Propofol is a commonly used intravenous anesthetic, and breastfeeding parents often have questions about its safety for their infants. This article provides information on propofol and offers practical guidance for breastfeeding parents.
Understanding Propofol
Propofol is a rapid-acting intravenous anesthetic used for inducing and maintaining general anesthesia, and for sedation during various medical procedures. It works by enhancing the activity of gamma-aminobutyric acid (GABA), a neurotransmitter in the brain that slows down brain activity. This action leads to a quick onset of unconsciousness, typically within 15 to 30 seconds after administration.
The effects of a single dose of propofol are short-lived, usually lasting about 5 to 10 minutes, due to its rapid distribution throughout the body and efficient metabolism. It is highly lipid-soluble and is metabolized primarily in the liver into inactive compounds, which are then excreted from the body. This swift clearance from the body is a significant factor when considering its use in breastfeeding individuals.

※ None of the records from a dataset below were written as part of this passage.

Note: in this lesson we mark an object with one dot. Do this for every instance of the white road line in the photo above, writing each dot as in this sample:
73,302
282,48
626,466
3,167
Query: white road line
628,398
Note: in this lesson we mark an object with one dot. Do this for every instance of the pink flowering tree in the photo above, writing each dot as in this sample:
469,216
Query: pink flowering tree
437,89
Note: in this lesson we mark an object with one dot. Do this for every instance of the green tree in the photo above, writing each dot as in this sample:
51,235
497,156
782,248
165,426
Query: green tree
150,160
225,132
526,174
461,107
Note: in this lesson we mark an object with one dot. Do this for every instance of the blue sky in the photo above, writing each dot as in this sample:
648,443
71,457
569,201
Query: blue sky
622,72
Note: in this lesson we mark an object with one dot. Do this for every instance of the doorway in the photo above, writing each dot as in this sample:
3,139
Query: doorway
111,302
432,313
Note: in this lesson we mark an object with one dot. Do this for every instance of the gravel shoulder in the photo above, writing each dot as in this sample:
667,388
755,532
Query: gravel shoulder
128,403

Propofol Transfer into Breast Milk and Infant Safety
Propofol transfers into breast milk, but in very small amounts not expected to be significantly absorbed by the infant. Studies indicate less than 0.1% of the administered dose appears in breast milk within 24 hours. This minimal transfer is due to propofol’s pharmacological properties.
Propofol is highly lipid-soluble, allowing it to diffuse into the lipid portion of breast milk. It also has a high protein-binding capacity, meaning a large portion of the drug in the mother’s bloodstream is bound to proteins and less available for transfer into milk. Its rapid metabolism in the liver into inactive, water-soluble metabolites further reduces the active drug in the mother’s system and milk. The estimated infant dose from breast milk after a single maternal dose is approximately 0.2% of the weight-adjusted maternal dosage, considered unlikely to affect a healthy, full-term infant.

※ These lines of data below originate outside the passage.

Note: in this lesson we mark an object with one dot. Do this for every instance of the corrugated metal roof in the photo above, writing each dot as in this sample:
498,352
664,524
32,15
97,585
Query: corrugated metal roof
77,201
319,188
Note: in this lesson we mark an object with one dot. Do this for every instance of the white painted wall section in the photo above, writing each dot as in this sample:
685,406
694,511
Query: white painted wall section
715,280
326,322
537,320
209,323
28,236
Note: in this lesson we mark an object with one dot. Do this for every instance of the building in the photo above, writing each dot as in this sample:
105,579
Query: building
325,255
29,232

Practical Guidance for Breastfeeding Parents
Breastfeeding can be resumed as soon as the mother has recovered sufficiently from general anesthesia to nurse, meaning when the parent is awake, alert, and able to safely hold their infant. There is generally no need to express and discard breast milk, or “pump and dump,” after receiving propofol. This outdated advice was given before comprehensive data on drug accumulation in breast milk was widely available.

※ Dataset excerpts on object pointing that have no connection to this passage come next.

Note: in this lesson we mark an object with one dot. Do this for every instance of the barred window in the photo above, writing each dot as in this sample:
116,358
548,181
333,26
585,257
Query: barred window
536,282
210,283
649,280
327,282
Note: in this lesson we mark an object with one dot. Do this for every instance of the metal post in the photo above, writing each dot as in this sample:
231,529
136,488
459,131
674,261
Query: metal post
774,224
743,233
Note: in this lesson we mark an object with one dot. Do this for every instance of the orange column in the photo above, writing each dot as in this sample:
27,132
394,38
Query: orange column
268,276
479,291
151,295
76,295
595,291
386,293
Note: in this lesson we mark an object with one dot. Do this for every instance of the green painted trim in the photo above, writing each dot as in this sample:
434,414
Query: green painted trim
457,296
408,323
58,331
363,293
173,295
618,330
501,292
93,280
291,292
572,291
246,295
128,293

If a combination of anesthetic agents was used, follow recommendations for the medication with the longest duration of action or highest risk. While significant adverse effects in breastfed infants are rare, observe the infant for any subtle signs of drowsiness, increased sleepiness, or changes in breathing patterns. These observations are particularly important for premature infants or those with a history of apnea.
Communicate with healthcare providers, including the anesthesiologist, before a procedure to discuss concerns and receive personalized guidance. They can help time feeds and pumping sessions to optimize milk supply and infant safety. Expressing and storing milk before the procedure can be helpful for longer operations or if the parent and infant might be separated.